Abstract 1922: NOS1AP is Associated With Arrhythmias in a Heart Failure Population With Severe LV Dysfunction
Background: Arrhythmias and sudden cardiac death (SCD) remain a major cause of mortality in patients with heart failure (HF). QT interval prolongation is a risk factor for SCD, and variants in the nitric oxide synthase 1 adaptor protein (NOS1AP) have been associated with QT prolongation and in patients without systolic heart failure. The role of NOS1AP in HF patients is unknown.

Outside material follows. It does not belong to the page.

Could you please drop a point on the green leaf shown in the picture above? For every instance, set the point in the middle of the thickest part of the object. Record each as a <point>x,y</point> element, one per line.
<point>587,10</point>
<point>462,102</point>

Methods: The Genetic Risk Assessment of Defibrillator Events (GRADE) study enrolled the prospectively followed subjects with an EF ≤ 0.30 and implantable cardiac defibrillators (ICD) for up to 5 years. Subjects were genotyped for the NOS1AP variant rs 10494366 T>G (G allele previously associated with QTc prolongation) by RT-PCR; freedom from appropriate shocks and survival were compared by genotype using ANOVA, SPSS and Kaplan-Meier analysis.
Results: Median follow-up on 808 subjects (81% male, 84% white, 73% ischemic, age 63±12 years, EF 0.21±0.06, NYHA class 2.2±0.6, 14.9% LBBB) was 23.8 ± 15.5 months. QTc was not related to appropriate shocks. The G allele frequency was 35% in whites (287 TT, 312 TG, 81 GG) and 65% in blacks (12 TT, 66 TG, 50 GG). Genotype was not associated QTc intervals (ms; 467±62 GG, 473±55 GT, 470±54 TT; p=0.820). GG homozygotes had more appropriate shocks than T-allele carriers (1 yr: 16±3% vs. 8±1%; 2 yr: 25±5% vs. 15±2%; p=0.018) but no difference in mortality (Figure⇓).
Conclusions: NOS1AP is associated with ventricular arrhythmias in cardiomyopathy patients, despite the absence of a detectable change in QTc. Variants in genes associated with cardiac repolarization may help to predict the risk of SCD in HF patients.